"I'm back, you bastards." These are the first words we hear from Myrtle "Tilly" Dunnage (Kate Winslet), who's returned to her hometown in 1950's rural Australia, much to the chagrin of the petty, gossiping townsfolk who decades earlier ran her out of town on a rail for a crime she only barely remembers.
Now a talented seamstress trained on the runways of Paris and Milan, Tilly has come home again to get some closure, reconcile with her bitter, alcoholic mother, Molly (Judy Davis), and perhaps -- if the opportunity presents itself -- enact some revenge on those who wronged her in the past. In little time, she has set up a modest dressmaking business out of her mother's home, her sewing machine working overtime as she drapes the women of the town in the most fashionable haute couture.

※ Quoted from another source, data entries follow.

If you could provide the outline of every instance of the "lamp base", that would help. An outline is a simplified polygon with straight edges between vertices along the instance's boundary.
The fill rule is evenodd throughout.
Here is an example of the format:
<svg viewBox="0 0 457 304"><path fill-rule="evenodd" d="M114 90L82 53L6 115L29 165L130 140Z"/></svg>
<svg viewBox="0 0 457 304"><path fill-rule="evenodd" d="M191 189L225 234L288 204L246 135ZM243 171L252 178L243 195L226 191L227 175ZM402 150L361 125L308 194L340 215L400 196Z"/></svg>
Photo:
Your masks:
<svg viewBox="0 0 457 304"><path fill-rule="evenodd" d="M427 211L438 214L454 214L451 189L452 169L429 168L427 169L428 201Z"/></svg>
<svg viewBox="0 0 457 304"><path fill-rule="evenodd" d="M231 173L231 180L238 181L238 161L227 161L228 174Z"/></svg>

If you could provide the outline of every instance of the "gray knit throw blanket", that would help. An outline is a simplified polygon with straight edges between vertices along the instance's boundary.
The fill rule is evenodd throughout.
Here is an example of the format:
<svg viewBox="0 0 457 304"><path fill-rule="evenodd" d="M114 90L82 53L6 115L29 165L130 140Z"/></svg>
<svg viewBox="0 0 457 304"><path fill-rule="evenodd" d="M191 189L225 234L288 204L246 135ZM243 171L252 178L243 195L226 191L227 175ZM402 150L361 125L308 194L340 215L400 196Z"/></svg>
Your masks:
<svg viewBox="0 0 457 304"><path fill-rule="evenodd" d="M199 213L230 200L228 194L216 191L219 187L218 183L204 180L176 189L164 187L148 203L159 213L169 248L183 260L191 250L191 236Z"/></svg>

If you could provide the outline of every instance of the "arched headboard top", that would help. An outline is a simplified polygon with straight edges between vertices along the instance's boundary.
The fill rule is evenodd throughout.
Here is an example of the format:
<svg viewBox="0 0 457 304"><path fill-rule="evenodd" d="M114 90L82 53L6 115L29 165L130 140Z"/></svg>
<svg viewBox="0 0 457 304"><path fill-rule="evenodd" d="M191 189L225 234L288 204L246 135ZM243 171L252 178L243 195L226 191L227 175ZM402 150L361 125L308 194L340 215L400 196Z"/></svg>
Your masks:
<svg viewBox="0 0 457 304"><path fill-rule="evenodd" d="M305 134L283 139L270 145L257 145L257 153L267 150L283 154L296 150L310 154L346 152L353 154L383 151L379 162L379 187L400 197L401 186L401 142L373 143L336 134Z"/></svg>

Along the way, Tilly even manages to pick up a love interest in the form of a sweet farm boy named Teddy (and what a form it is: Liam Hemsworth clearly has no qualms about playing the beefcake role). One-by-one, Tilly transforms the women into glamorous visions straight out of the pages of Vogue, but it slowly becomes clear that their elegant new appearances do little to hide their inner ugliness.

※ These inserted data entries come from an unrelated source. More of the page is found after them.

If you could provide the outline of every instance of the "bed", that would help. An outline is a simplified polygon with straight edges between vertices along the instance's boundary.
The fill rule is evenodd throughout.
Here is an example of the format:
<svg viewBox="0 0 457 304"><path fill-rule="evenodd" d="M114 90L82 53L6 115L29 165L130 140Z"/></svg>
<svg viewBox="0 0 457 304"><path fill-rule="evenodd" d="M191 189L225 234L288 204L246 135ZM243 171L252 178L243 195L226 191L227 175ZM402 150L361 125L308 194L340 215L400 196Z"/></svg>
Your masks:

As Tilly, Winslet is predictably wonderful in a star turn that lets her have the most fun she's had on screen in quite some time. Vampy, glamorous, and a bit dangerous, Winslet lets us see the very real pain that fuels her every action. There's one tossed off line she says to Molly about knowing what it's like to have lost a child, that I wished the script (by Moorhouse and her husband, P.J. Hogan, based on a novel by Rosalie Ham) had taken a moment to explore -- but this is a complicated, fiery role that Winslet clearly relishes.
While none of his earlier roles have managed to endear the younger Hemsworth to me, this is the first time he's shown signs of the natural charisma that's made his thunder god brother a star. Davis is fantastic in a scenery-chewing performance that's more challenging than it appears at first glance -- Molly is mean-spirited and difficult, but the veteran actress skillfully allows us to understand and, eventually, even like her. Hugo Weaving gives some excellent support as the town's cross-dressing lawmen who provides Tilly one of the few remotely sympathetic faces (perhaps because he understands something about hidden shame and fear).

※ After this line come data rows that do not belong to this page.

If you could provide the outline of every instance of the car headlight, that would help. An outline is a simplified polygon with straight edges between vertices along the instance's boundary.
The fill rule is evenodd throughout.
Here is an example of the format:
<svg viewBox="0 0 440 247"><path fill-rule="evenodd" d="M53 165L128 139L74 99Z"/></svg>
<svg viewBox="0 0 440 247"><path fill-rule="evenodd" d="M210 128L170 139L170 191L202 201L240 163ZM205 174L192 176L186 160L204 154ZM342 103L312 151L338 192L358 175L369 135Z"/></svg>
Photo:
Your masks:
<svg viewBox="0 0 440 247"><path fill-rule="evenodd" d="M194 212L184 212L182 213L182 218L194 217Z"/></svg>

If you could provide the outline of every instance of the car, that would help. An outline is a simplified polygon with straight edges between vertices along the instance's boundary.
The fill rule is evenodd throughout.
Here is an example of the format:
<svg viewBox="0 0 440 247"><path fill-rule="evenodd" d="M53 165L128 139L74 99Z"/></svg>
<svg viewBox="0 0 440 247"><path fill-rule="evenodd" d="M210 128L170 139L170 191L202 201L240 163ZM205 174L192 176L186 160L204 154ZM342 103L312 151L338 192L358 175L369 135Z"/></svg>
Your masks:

"The Dressmaker" is a fascinating mix of tones, shifting between dark humor, melodrama, and a bit of camp -- with just the right amount of crazy to give the film its pleasantly nutty flavor. Moorhouse's film is phenomenally entertaining, even as it goes to places a good deal darker than the typical period drama audiences may be expecting. Every time you think you have the film pegged or know where it's heading next, it throws in a delicious new curve.